Jeu vidéo : le nouveau «Crash Bandicoot» joue la corde nostalgie

Vingt-quatre ans après sa sortie, ce titre vient à nouveau d’être commercialisé avec quelques petites nouveautés. Un nouvel exemple du rétrogaming, le retour gagnant des jeux d’antan.

 Le nouveau « Crash Bandicoot - It’s about time » est disponible depuis quelques jours sur les consoles de salon Playstation 4 et Xbox One.
Le nouveau « Crash Bandicoot - It’s about time » est disponible depuis quelques jours sur les consoles de salon Playstation 4 et Xbox One. Activision

L'heure est à la nostalgie. Le retour, inespéré pour les fans, de « Crash Bandicoot » vient ajouter du grain à moudre aux adeptes de rétrogaming qui apprécient de retrouver les sensations et l'esprit du jeu vidéo d'antan.

Jouer à « Crash Bandicoot », y compris dans ce tout dernier épisode très justement baptisé « It's about time » (« Il était temps » en français) et disponible depuis quelques jours sur les consoles de salon Playstation 4 et Xbox One, c'est repartir pour une aventure qui hume bon l'ancien temps. L'animal héros de la saga posait en effet ses pattes sur la toute première Playstation en 1996 ! 24 ans plus tard, les sensations sont toujours là et il faut encore beaucoup de doigté et de dextérité pour en maîtriser la mécanique.

On y retrouve toute la folie d'un jeu de plate-forme traditionnel, à l'image des Mario et autres Sonic, mais avec cet univers en 3D dont Crash Bandicoot fut l'un des précurseurs. Le personnage, habillé de son éternel short bleu et chaussé de baskets rouges, est un lémurien australien agité capable de sauter bien haut, de courir dans tous les sens mais aussi, à l'image de son congénère le diable de Tasmanie, de tourbillonner sur lui-même pour se défaire de ses adversaires.

Comme dans les innombrables épisodes précédents, il s'agit de suivre le chemin tracé niveau après niveau, de sauter sur les caisses en bois tout en évitant celles estampillées « TNT » en n'oubliant pas de ramasser un maximum de Wumpas, petits fruits ressemblant à des pommes et nourriture préférée de l'animal. La moindre erreur de jugement ne pardonne pas et on meurt dès qu'un saut n'est pas réglé au millimètre. C'est la règle, frustrante et parfois rageante, de ce type de jeu à l'ancienne.

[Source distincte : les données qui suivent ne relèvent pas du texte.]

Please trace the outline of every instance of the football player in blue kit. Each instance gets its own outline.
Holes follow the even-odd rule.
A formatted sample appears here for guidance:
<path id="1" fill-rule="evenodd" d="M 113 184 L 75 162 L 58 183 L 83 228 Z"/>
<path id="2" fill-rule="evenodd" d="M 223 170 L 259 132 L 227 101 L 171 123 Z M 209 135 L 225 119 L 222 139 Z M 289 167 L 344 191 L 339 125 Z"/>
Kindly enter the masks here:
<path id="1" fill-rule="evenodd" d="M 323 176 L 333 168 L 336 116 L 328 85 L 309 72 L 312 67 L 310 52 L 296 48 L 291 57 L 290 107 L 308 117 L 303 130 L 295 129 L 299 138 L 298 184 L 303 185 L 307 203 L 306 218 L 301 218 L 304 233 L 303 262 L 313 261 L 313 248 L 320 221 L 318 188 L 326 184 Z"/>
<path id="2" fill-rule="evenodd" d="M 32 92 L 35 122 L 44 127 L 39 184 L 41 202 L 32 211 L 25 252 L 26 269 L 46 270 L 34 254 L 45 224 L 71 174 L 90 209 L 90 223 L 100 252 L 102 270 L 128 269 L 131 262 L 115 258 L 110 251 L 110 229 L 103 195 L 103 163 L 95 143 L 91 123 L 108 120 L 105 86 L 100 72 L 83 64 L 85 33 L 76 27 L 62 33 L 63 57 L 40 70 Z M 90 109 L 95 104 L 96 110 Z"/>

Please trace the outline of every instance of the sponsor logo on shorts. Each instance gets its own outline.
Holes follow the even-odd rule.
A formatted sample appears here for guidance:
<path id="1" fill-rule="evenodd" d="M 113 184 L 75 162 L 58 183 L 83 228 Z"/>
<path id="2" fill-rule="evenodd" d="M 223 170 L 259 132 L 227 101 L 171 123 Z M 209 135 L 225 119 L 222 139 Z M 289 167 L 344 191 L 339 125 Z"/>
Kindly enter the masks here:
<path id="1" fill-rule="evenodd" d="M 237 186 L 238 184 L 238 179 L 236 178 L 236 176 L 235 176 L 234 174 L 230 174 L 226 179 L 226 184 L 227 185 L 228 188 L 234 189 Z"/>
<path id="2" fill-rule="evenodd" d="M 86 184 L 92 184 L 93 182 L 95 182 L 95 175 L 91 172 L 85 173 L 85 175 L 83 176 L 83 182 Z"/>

L'humoriste Kyan Khojandi grand amateur

Rien de handicapant pourtant pour les fans comme l'humoriste Kyan Khojandi, grand amateur de Crash Bandicoot. « C'est ma madeleine de Proust, un jeu sur lequel j'ai passé des heures branché sur ma PS1, tout seul dans ma chambre d'ado, se souvient le cocréateur de la série télévisée Bref, qui reprendra en 2021 son spectacle Une Bonne soirée. On retrouve tout ce qui fait le sel d'un Crash Bandicoot dans ce nouvel opus, mais avec des petites astuces en plus qui donnent de la variété. On sent que les créateurs n'ont pas voulu abuser de la mécanique classique du jeu. »

Il est en effet possible, et même indispensable, de ralentir le temps pour gagner quelques poignées de secondes et réussir les challenges plutôt ardus. Jouer ou rejouer à « Crash Bandicoot », c'est faire un pied de nez à la course à l'excellence graphique qui anime l'actualité du jeu vidéo à quelques semaines de la sortie des monstres de puissance que sont la Playstation 5 et la Xbox Series X.

C'est aussi s'offrir une respiration en s'éloignant le temps d'une partie des jeux qui font un tabac actuellement, ceux qui se pratiquent exclusivement en multijoueurs en ligne comme « Fortnite » ou « Call of Duty Warzone » et qui exigent une connexion Internet. Ce dont « Crash Bandicoot » n'a absolument pas besoin… comme il y a 24 ans !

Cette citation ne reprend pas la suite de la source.